Hearing about the personal experiences of others every day is just one of the reasons Joshua studies psychology. He feels that sharing perspectives is crucial to building mutual trust and understanding saying, “realizing that every single life we see is as diverse, rich, and intricate as our own can help increase the humanity we see in each other.” Joshua also finds motivation in his faith. “The biggest person that has helped me get to where I am is God. Developing my relationship with Him and spending time with Him has been crucial in this journey.”

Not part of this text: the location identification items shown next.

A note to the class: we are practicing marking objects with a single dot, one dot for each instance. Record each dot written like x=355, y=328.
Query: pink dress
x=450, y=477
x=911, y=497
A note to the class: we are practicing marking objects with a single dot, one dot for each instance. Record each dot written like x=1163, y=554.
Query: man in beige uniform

Joshua is particularly interested in studying the prevalence of mental health issues within African American communities. As an African American, Joshua is personally affected by these struggles. He is concerned about suicide in the African American community, which is exacerbated by the discrimination which African American individuals face in everyday life. He desires to bring about positive change, both in himself and the world around him; “I came to the realization that if something could be done, then something should be done. Why not start with myself?”
The ongoing studies at PRADAA Joshua is participating in involve perinatal mood and anxiety disorders (PMADS) and post-traumatic stress disorder (PTSD). PMADS involves mental health disorders that occur during or after pregnancy, including depression, anxiety, and loss of appetite and sleep. Over the summer, Joshua will be conducting literary research on the topic to help improve symptoms of PMADS African American mothers may experience. He explains that African American mothers experience symptoms of anxiety and depression disproportionately to mothers of other ethnicities because of the discrimination they face.
He says, “With racism, discrimination, low-income families, mass incarceration, and a multitude of mental health stigmas associated with the African American population, we need more help than given. It is essential to prioritize Black maternal mental health to ensure the well-being of future generations.”
He takes pride in earning his place as a McNair Scholar. The McNair program connected Joshua to his current research opportunity in PRADAA and has provided faculty mentorship and professional development workshops. “My proudest accomplishment in my research is becoming a McNair Scholar,” Joshua said. “These resources helped me gain valuable skills and knowledge necessary for success in graduate school.”
Advising prospective undergraduate researchers, he shares, “After class, walk up to your professors, plan a meeting with them, and in that meeting tell them your goals and how you want to achieve them. Professors at Kent State are more than willing to help you with your success.”